The jailed Garcia - the "Colombia Canary" - affirms he is an eye-witness and ear-witness to Drummond’s top man in Colombia, Augusto Jiminez, dealing with the paramilitary and its notorious right-wing death squads.

Drummond officials and lawyers vehemently deny claims that Drummond pays paramilitary troops in Colombia or was involved in any wrongdoing to obtain the oil concession or was complicit in the 2001 murders of its three Colombia union leaders.
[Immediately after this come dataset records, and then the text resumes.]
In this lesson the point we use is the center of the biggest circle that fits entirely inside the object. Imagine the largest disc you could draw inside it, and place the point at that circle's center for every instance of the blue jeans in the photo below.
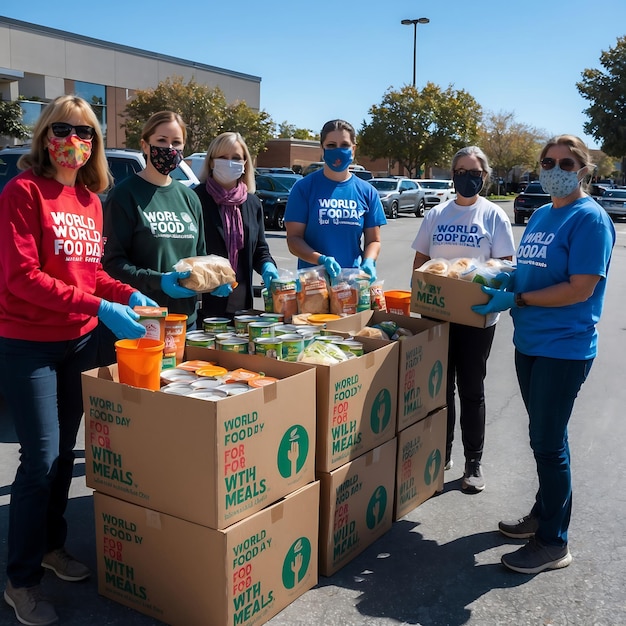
(549, 388)
(41, 385)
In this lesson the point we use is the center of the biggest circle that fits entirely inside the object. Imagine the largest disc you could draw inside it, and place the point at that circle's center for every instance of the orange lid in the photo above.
(192, 366)
(262, 381)
(242, 374)
(211, 370)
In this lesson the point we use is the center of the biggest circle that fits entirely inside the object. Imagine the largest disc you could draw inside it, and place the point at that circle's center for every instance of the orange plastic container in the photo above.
(139, 362)
(398, 302)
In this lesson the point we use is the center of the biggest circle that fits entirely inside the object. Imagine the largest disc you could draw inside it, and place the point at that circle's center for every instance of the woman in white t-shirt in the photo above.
(468, 226)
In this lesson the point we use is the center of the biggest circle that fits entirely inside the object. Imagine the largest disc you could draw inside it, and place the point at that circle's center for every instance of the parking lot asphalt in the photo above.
(440, 564)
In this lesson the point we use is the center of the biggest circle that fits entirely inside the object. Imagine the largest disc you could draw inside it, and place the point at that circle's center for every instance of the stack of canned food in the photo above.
(266, 335)
(207, 381)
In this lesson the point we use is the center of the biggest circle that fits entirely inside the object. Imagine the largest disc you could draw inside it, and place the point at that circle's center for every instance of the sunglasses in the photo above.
(567, 164)
(462, 172)
(61, 129)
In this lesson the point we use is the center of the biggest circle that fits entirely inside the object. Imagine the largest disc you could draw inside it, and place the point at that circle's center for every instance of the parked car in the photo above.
(437, 191)
(400, 195)
(614, 202)
(273, 190)
(530, 199)
(122, 163)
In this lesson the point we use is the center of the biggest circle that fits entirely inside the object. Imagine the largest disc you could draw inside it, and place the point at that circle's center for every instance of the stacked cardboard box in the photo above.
(421, 420)
(224, 490)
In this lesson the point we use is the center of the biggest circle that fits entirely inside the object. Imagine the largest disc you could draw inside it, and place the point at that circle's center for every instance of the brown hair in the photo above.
(94, 174)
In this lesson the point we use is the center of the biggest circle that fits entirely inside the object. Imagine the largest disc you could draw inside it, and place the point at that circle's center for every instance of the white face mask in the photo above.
(226, 171)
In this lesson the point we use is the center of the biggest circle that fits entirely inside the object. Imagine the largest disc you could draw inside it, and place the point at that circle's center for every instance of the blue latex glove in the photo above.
(169, 284)
(223, 291)
(332, 267)
(121, 319)
(369, 267)
(269, 273)
(500, 300)
(138, 299)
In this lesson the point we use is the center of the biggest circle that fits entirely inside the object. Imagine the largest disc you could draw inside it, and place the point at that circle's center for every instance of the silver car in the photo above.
(399, 195)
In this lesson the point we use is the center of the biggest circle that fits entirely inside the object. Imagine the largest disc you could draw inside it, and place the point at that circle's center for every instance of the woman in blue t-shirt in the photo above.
(556, 299)
(331, 210)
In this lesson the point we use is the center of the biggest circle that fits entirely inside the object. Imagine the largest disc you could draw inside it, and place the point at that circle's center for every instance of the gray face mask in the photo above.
(559, 183)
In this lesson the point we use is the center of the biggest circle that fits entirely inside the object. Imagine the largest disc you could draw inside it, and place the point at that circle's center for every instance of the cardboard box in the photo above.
(356, 506)
(422, 362)
(449, 299)
(208, 462)
(187, 574)
(420, 464)
(356, 404)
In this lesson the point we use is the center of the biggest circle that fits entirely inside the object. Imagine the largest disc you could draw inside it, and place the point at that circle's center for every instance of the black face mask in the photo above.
(467, 185)
(165, 159)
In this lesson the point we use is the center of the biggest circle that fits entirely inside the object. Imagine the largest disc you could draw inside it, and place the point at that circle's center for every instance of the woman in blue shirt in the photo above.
(556, 298)
(331, 210)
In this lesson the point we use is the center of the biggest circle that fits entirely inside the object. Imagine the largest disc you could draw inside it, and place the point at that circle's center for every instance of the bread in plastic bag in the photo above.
(207, 272)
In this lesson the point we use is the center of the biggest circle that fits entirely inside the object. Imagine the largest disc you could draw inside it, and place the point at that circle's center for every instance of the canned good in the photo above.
(292, 346)
(270, 347)
(233, 344)
(277, 318)
(200, 339)
(355, 347)
(215, 324)
(242, 321)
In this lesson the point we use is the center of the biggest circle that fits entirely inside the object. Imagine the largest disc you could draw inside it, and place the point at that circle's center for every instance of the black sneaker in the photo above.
(535, 557)
(523, 528)
(473, 480)
(30, 606)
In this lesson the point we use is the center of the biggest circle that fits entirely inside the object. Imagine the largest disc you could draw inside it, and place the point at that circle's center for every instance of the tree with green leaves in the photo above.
(510, 144)
(415, 128)
(606, 90)
(11, 124)
(204, 110)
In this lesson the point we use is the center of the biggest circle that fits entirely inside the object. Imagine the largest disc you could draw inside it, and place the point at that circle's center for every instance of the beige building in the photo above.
(39, 63)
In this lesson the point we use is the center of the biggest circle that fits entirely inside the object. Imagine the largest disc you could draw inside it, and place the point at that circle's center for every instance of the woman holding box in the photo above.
(469, 347)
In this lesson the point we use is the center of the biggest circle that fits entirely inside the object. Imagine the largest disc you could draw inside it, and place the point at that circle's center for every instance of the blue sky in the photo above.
(326, 59)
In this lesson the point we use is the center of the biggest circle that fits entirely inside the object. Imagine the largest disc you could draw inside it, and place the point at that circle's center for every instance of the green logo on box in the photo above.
(296, 562)
(293, 451)
(381, 411)
(435, 379)
(433, 465)
(376, 507)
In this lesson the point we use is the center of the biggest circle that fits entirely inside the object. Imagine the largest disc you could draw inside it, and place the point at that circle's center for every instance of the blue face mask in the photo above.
(338, 159)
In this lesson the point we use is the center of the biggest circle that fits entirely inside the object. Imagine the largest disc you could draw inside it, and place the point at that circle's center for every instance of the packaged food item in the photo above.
(207, 272)
(313, 296)
(377, 296)
(283, 295)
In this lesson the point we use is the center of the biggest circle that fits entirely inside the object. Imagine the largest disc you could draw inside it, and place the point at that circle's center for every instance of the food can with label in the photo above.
(200, 339)
(293, 344)
(270, 347)
(215, 324)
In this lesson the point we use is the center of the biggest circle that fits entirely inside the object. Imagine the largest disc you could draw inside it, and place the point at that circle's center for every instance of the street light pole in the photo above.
(421, 20)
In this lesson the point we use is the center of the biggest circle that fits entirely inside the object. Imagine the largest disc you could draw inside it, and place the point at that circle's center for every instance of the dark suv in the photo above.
(530, 199)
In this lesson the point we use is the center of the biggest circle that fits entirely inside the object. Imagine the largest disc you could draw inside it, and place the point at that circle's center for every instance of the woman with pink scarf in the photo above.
(233, 224)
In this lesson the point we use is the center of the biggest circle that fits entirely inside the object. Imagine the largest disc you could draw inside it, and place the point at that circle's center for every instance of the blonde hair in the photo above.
(218, 145)
(94, 174)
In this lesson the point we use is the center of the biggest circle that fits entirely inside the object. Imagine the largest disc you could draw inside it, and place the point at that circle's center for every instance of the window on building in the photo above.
(96, 96)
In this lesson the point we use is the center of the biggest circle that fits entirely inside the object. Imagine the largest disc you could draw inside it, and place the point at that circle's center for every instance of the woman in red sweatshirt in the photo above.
(52, 292)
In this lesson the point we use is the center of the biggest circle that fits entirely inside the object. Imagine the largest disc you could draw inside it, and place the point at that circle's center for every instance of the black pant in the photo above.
(468, 352)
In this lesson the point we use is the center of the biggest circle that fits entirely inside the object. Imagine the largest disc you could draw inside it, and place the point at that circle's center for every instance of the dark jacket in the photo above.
(254, 254)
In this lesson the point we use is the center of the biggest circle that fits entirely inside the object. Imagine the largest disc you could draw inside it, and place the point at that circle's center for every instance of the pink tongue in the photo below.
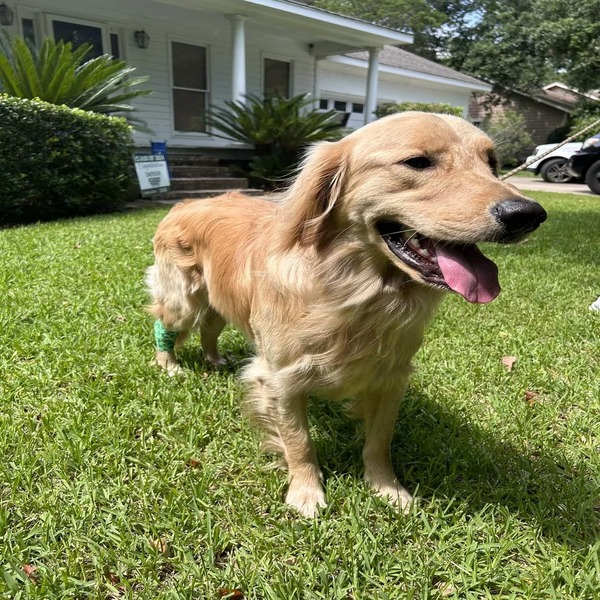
(467, 271)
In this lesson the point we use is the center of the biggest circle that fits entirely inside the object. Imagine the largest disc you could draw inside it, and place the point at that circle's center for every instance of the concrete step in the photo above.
(177, 171)
(196, 160)
(208, 183)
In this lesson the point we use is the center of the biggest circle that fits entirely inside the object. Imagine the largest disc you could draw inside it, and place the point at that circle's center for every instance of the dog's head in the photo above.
(421, 190)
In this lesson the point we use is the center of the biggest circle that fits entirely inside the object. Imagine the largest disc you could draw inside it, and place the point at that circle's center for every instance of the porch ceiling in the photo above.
(320, 28)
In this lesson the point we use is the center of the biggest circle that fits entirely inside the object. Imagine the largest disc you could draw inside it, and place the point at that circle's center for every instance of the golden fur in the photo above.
(309, 279)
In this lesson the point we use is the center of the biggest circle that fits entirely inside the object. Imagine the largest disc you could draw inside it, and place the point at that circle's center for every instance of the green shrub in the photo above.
(390, 108)
(279, 128)
(60, 74)
(510, 137)
(58, 162)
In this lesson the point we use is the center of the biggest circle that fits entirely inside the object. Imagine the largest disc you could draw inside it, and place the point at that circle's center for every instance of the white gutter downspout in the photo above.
(372, 80)
(238, 58)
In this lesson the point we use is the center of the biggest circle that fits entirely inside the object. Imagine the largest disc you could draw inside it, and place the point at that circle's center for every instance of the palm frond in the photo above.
(62, 75)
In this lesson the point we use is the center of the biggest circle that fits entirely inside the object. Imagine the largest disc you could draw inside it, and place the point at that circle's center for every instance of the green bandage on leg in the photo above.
(165, 340)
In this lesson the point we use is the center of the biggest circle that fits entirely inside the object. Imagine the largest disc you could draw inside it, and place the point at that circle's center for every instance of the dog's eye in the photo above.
(418, 162)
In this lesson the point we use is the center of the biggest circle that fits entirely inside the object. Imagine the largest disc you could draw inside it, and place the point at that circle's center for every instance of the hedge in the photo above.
(57, 161)
(390, 108)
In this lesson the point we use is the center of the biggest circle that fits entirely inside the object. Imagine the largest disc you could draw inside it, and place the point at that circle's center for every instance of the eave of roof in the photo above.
(298, 9)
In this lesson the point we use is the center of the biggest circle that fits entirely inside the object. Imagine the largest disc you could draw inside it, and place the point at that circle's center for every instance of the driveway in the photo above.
(539, 185)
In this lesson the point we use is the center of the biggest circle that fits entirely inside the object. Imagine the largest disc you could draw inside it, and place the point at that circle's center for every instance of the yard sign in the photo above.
(152, 173)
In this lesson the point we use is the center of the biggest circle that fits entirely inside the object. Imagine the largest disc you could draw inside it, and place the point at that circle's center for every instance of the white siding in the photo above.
(208, 27)
(195, 27)
(345, 82)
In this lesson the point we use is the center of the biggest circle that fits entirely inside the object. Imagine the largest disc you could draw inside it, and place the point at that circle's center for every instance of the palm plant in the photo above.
(279, 128)
(60, 74)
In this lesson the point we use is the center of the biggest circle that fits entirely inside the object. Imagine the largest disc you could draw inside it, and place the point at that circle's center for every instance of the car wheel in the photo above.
(555, 171)
(592, 177)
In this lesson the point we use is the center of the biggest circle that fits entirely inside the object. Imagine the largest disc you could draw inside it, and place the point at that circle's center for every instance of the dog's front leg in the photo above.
(305, 491)
(380, 411)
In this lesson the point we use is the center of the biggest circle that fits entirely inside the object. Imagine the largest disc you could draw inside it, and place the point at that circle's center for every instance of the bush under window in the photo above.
(58, 161)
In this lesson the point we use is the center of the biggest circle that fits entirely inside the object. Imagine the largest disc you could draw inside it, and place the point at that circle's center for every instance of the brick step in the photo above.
(208, 183)
(183, 171)
(196, 160)
(177, 195)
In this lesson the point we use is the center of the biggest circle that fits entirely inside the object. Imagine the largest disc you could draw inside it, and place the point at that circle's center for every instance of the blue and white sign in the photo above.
(152, 173)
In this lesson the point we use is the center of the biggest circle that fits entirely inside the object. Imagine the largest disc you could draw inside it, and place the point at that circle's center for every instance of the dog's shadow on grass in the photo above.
(442, 454)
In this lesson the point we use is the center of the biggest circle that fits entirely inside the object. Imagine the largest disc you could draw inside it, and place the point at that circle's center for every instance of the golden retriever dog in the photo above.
(335, 282)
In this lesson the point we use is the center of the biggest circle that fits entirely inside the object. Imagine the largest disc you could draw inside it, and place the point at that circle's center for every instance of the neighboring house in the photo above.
(543, 112)
(403, 77)
(203, 52)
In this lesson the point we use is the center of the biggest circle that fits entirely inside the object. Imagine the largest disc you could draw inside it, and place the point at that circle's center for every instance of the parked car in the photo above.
(553, 168)
(585, 164)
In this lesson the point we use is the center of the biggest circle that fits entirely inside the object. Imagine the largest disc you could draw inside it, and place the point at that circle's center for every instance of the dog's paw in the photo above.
(306, 500)
(168, 362)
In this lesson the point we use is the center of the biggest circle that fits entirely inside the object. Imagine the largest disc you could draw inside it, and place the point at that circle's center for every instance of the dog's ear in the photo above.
(314, 193)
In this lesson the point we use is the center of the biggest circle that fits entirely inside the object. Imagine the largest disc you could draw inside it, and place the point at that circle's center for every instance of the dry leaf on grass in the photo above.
(509, 362)
(231, 594)
(30, 571)
(531, 397)
(162, 545)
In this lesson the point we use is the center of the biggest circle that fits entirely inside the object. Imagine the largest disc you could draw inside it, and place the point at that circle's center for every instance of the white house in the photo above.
(202, 52)
(402, 77)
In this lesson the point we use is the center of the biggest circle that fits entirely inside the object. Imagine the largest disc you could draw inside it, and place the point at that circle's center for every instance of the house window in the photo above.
(28, 29)
(190, 87)
(115, 49)
(277, 77)
(79, 33)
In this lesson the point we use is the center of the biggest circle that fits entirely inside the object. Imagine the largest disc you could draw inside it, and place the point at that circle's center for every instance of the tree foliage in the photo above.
(514, 44)
(510, 136)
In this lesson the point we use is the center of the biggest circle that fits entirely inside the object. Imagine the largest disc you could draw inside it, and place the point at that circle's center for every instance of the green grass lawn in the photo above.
(117, 481)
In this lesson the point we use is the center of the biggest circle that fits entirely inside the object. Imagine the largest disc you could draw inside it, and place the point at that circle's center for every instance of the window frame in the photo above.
(104, 27)
(280, 58)
(207, 92)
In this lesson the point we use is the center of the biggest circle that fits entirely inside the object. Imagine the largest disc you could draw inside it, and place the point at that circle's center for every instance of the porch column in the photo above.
(238, 54)
(372, 76)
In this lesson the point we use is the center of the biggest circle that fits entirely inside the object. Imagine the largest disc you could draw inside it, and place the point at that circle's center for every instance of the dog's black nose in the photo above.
(518, 216)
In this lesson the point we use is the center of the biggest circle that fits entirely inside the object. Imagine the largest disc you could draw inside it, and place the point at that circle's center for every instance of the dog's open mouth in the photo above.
(459, 267)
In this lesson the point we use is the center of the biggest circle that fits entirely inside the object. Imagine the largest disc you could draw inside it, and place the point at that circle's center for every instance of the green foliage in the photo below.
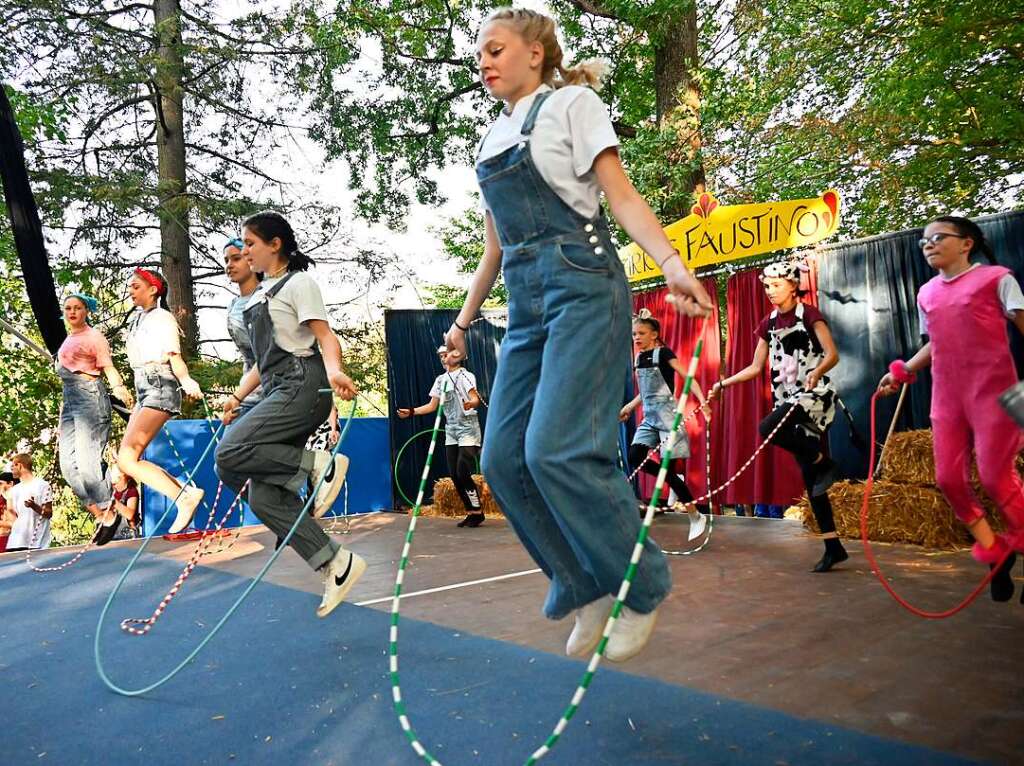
(462, 241)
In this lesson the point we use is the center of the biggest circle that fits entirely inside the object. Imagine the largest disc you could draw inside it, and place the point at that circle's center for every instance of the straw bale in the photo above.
(898, 513)
(908, 460)
(448, 503)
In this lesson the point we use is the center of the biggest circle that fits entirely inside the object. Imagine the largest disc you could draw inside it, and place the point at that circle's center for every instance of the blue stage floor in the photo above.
(279, 685)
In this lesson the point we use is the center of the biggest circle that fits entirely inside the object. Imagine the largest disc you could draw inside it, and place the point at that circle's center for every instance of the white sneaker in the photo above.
(335, 470)
(589, 626)
(341, 573)
(187, 502)
(698, 522)
(630, 635)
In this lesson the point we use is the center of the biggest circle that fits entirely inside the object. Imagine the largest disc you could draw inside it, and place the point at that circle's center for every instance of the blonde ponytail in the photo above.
(534, 27)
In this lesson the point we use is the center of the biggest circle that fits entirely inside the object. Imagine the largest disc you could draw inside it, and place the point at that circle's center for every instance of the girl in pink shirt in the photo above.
(87, 372)
(964, 312)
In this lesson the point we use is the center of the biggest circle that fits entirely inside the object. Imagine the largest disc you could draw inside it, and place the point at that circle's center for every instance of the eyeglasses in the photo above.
(937, 238)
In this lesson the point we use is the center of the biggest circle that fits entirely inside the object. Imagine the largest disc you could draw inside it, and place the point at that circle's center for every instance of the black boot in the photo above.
(472, 519)
(835, 553)
(1001, 584)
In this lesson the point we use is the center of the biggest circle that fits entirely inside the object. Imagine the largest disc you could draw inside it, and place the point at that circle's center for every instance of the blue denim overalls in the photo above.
(551, 447)
(85, 429)
(658, 408)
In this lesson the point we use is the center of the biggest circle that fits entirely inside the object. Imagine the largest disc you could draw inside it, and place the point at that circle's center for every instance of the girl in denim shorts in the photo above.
(161, 375)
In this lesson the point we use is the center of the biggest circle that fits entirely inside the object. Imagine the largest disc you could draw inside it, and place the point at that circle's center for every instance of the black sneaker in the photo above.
(1001, 585)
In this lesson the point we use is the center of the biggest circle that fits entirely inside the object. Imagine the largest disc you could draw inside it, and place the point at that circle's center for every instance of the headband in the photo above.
(91, 304)
(152, 279)
(791, 270)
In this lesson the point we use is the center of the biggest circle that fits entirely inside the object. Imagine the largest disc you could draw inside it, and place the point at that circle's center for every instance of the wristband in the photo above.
(901, 373)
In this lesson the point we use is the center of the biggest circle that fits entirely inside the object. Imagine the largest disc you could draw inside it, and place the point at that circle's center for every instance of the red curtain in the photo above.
(680, 334)
(773, 477)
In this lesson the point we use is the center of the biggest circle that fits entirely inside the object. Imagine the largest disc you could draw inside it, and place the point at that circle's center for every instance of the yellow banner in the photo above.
(715, 233)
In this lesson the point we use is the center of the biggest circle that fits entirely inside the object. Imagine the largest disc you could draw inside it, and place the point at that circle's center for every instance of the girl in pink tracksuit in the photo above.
(964, 310)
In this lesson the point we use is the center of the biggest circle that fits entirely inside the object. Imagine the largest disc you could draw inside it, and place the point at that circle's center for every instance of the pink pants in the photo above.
(995, 441)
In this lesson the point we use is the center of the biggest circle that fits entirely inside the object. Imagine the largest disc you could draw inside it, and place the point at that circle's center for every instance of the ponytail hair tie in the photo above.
(901, 373)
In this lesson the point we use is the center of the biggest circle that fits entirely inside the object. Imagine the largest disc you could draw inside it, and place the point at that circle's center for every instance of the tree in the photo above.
(164, 131)
(910, 108)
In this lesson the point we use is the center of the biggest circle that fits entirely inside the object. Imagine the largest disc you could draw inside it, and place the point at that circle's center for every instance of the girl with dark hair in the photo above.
(964, 311)
(655, 367)
(456, 388)
(161, 375)
(83, 363)
(796, 343)
(543, 168)
(296, 355)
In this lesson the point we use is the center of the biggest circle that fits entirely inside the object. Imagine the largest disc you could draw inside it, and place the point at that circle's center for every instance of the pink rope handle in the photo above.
(869, 554)
(128, 624)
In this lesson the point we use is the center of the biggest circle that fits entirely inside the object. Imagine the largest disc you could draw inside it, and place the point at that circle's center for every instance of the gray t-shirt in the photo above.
(1010, 296)
(460, 382)
(571, 129)
(296, 303)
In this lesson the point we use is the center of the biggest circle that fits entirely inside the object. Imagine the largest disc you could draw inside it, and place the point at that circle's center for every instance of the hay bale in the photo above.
(448, 502)
(898, 513)
(908, 458)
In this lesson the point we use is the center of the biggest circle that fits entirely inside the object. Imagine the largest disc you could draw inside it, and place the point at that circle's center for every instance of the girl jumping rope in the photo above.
(296, 355)
(797, 344)
(161, 375)
(655, 367)
(457, 386)
(552, 425)
(83, 363)
(964, 311)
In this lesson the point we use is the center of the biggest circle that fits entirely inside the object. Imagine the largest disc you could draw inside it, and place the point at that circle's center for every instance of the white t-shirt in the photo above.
(571, 129)
(1011, 297)
(153, 337)
(30, 529)
(460, 383)
(299, 301)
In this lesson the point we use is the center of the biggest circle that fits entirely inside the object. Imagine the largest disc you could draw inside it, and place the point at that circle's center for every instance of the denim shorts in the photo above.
(649, 434)
(157, 388)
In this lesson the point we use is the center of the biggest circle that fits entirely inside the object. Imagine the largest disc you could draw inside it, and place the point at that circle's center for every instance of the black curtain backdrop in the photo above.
(28, 230)
(413, 337)
(867, 290)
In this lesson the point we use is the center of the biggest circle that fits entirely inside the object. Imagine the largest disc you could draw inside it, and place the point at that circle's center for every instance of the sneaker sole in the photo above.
(324, 504)
(184, 517)
(640, 646)
(358, 567)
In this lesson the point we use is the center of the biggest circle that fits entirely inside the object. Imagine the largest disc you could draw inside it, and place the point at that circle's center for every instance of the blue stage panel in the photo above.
(369, 480)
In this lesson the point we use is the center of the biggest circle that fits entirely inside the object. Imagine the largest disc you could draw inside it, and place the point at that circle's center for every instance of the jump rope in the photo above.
(130, 625)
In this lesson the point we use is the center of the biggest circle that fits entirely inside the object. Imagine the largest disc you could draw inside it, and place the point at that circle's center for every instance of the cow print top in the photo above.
(793, 352)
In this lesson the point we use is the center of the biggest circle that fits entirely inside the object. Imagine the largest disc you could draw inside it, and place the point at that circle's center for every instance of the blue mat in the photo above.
(280, 686)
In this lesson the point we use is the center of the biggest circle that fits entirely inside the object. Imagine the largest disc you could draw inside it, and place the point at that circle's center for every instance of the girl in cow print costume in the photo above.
(795, 340)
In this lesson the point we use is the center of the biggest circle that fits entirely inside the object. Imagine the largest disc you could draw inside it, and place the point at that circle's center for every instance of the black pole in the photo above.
(28, 229)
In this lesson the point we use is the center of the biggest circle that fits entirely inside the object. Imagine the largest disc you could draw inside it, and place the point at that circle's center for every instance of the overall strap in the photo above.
(527, 124)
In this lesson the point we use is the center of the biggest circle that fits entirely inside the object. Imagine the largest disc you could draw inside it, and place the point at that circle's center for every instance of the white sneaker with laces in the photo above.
(339, 577)
(589, 626)
(335, 468)
(187, 502)
(630, 635)
(698, 522)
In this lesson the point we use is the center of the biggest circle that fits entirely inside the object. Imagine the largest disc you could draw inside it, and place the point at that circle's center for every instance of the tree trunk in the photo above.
(171, 189)
(678, 101)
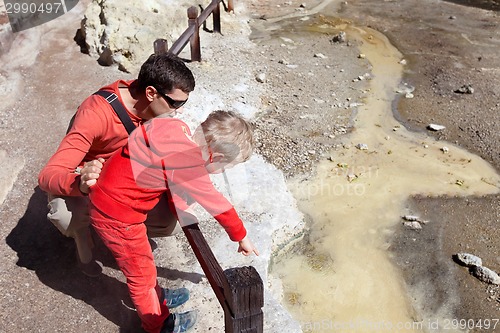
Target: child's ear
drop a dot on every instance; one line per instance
(150, 92)
(217, 157)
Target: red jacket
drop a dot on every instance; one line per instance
(96, 132)
(132, 180)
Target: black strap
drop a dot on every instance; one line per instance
(112, 99)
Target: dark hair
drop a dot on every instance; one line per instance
(167, 72)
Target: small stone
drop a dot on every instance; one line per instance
(465, 89)
(320, 55)
(261, 77)
(469, 260)
(410, 217)
(413, 225)
(435, 127)
(340, 38)
(362, 146)
(351, 177)
(485, 274)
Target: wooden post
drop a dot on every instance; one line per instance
(244, 294)
(240, 290)
(160, 46)
(216, 16)
(230, 6)
(194, 41)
In fact, president Uribe and Mr. Drummond met recently in New York City and Uribe issued a statement saying Garcia, the key witness, is lying because Drummond’s Jiminez was out of Colombia at the time Garcia claims to have witnessed the paramilitary "payoff" meeting before the Colombia union killings. In the Llanos case, Colombian government officials characterize the van Bilderbeek arguments regarding losing its oil rights as sour grapes and retort that the Llanos executives are responsible for the problems which led to the jerking of the oil concession.

Stephen Flanagan Jackson is associate editor of LatinAmericanPost.com of Bogota, Colombia, and associate professor of Journalism at Stillman College, Tuscaloosa, Ala.